Disclaimer: I am a noob so this may well be a stupid question or one that's been asked before. I didn't see it come up after searching, though, so I'm going to assume it hasn't been asked here.
The question's pretty much covered in the title. An explanation of why is below.
Short version: Because CBC is malleable and I didn't realize that was already known, nor did I know the term for it. I do know the term, now.
In any case, I'm leaving the longer-form explanation of that below because I wrote it and, hell, it may be useful to someone.
I was reading this helpful wikipedia article on CBC, when I realized something which I found kind of... horrifying...
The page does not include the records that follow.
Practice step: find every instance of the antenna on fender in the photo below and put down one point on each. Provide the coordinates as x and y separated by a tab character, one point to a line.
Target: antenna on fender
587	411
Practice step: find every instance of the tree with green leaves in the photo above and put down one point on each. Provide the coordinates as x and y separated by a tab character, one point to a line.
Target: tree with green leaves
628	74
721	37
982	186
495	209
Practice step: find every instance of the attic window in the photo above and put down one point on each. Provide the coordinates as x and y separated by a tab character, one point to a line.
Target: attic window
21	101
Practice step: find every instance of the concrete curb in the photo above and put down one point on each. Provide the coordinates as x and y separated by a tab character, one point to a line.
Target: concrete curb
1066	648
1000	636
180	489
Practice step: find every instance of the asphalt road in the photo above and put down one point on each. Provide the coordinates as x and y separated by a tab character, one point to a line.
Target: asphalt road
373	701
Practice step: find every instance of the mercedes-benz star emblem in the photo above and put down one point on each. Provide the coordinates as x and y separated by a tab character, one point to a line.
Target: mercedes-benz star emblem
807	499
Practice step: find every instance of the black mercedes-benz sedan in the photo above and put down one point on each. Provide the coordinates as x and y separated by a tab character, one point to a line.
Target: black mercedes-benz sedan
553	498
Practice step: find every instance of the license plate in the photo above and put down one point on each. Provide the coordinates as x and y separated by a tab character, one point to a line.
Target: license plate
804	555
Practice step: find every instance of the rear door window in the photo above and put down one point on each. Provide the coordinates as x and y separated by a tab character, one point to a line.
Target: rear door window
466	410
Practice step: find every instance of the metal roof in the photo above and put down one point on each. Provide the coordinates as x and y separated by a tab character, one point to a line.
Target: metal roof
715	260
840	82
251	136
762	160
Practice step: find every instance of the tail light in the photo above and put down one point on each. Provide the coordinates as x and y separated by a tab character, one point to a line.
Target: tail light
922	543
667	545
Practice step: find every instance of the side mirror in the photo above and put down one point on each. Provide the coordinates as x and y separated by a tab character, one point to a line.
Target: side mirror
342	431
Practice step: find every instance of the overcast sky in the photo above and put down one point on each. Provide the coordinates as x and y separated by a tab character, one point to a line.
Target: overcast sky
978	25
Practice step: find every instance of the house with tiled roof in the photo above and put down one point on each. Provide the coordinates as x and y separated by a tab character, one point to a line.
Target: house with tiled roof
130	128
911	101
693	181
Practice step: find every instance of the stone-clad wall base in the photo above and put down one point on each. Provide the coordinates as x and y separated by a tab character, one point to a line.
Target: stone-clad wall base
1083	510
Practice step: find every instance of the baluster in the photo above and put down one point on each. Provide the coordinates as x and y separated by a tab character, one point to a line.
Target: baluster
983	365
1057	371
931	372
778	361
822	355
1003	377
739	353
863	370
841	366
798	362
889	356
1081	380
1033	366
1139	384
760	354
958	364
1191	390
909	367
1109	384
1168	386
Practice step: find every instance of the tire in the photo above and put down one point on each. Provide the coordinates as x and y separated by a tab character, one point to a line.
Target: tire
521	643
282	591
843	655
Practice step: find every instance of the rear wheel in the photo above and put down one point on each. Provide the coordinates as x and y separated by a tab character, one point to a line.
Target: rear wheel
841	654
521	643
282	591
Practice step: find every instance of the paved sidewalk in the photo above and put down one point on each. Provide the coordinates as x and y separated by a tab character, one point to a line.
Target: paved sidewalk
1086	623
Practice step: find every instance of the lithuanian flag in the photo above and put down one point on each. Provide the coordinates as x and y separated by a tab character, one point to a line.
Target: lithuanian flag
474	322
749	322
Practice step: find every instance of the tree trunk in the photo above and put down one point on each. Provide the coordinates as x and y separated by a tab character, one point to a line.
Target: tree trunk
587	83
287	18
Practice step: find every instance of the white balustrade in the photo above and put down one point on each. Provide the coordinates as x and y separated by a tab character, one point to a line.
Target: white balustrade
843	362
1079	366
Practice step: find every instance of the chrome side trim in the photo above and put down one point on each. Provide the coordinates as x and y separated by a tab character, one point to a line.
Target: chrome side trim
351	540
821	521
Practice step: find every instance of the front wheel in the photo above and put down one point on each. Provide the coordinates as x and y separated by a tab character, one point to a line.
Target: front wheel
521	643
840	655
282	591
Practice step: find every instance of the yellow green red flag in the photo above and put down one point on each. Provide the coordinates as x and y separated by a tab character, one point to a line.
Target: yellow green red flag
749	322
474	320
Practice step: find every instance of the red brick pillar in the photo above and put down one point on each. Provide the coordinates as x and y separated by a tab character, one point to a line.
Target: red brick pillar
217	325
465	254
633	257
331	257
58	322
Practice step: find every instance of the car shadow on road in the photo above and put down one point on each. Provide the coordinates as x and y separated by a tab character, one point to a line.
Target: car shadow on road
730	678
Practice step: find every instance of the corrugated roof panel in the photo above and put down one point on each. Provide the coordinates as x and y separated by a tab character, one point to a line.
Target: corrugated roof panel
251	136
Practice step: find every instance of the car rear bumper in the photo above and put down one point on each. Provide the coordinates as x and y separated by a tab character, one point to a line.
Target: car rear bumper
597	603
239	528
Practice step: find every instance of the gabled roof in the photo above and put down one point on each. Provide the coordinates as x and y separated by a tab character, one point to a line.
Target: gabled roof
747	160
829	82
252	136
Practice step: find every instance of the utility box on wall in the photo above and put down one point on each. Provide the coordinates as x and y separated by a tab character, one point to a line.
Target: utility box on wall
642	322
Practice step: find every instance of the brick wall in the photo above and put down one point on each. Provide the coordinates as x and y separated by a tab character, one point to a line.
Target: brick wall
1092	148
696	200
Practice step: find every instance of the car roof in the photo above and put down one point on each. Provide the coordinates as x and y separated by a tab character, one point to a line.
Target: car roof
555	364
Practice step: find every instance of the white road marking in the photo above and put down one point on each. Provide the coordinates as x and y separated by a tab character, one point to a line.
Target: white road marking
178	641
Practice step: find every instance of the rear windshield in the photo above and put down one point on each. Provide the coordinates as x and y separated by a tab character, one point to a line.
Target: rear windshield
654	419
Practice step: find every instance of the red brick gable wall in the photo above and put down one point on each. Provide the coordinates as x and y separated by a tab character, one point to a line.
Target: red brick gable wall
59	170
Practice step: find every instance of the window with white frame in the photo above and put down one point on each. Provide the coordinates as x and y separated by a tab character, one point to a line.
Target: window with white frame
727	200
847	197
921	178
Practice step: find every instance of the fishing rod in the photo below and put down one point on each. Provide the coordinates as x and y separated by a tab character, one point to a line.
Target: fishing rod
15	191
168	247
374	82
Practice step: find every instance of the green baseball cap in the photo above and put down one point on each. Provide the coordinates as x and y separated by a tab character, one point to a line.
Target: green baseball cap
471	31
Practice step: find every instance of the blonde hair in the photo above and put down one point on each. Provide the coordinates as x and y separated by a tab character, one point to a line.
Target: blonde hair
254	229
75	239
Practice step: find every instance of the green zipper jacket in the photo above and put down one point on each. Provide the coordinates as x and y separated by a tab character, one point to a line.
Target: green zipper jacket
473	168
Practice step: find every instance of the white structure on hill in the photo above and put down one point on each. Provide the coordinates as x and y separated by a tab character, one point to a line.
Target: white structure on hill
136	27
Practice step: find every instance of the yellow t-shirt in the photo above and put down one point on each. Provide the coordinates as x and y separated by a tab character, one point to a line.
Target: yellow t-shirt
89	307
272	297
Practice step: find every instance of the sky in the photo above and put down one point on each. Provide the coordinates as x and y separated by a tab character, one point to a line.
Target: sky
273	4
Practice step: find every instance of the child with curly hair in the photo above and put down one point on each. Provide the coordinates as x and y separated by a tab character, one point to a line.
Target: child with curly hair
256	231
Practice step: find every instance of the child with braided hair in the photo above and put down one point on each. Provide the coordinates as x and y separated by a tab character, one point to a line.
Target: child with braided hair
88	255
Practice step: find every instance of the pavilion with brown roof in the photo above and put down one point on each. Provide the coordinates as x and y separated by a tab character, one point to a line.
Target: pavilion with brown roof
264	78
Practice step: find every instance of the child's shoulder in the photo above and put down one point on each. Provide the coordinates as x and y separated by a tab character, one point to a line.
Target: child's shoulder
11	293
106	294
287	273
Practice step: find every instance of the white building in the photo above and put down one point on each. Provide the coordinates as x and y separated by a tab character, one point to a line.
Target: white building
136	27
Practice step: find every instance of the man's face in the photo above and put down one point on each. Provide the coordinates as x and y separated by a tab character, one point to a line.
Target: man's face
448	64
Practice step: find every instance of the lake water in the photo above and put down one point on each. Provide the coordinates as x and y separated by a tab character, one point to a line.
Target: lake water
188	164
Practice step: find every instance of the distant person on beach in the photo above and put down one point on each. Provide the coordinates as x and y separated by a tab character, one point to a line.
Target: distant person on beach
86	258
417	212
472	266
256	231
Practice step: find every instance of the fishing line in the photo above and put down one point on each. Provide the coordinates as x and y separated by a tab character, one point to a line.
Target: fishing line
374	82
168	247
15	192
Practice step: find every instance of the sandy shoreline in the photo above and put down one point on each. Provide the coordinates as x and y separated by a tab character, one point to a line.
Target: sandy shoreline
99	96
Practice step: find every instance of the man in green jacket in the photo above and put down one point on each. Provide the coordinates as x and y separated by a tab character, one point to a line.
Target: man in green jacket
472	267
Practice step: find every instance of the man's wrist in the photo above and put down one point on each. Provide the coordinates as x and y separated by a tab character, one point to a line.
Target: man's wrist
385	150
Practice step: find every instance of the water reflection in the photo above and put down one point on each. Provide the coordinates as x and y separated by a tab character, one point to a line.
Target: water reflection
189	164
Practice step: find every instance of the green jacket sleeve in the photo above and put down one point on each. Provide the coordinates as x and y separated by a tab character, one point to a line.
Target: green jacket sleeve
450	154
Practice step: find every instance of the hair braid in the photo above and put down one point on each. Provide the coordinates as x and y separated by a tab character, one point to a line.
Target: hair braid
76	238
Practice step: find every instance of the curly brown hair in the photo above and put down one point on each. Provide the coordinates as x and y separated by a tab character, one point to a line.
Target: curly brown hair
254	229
The IV isn't encrypted using the block cipher algorithm, and it's XOR'd directly with the plaintext. So, if you:
- know / can guess what some of the bytes in the first block of plaintext will be, and
- you can modify the IV
then you can flip bits in the decrypted plaintext of the first block by flipping the bits in the corresponding positions of the IV. The block cipher algorithm is completely irrelevant because you're bypassing it entirely, and as far as the end-user is concerned there's no way to tell tampering occurred.
Or, put another way, if byte 5 in the IV is 0xcd, and you're pretty sure byte 5 in the first block of input will be 0x41, then to ensure that byte decrypts to 0x97 in the final output, you'll just need to change byte 5 in the IV to $(0x97 \oplus (0x41 \oplus 0xcd))$ (the order of operations is irrelevant, but the last two terms are grouped because they will clearly cancel).
Now, as I see it, there are two easy mitigations for this:
- encipher the IV, or
- use a MAC with the message
However, it's worth noting that the first mitigation is only really meaningfully helpful IFF you know the person doing the decrypting will:
- be able to verify the MAC, and
- ignore every block after a corrupted block
Otherwise it's useless. Because the problem is fundamentally that CBC allows you to bypass plaintext at any point in the block chain by flipping corresponding bits in the previous block's ciphertext. If I have a pretty good idea what'll be in block 39, byte 12, and I know either:
- blocks won't be accessed in-order, and the person's likely to access block 39 before block 38, or
- blocks which fail to decrypt successfully will be ignored
then I can flip bits in the ciphertext of block 38, byte 12, knowing how that will affect block 39. If the thing being decrypted is software, an encrypted filesystem, or an encrypted database it's likely that blocks will be accessed out-of-order.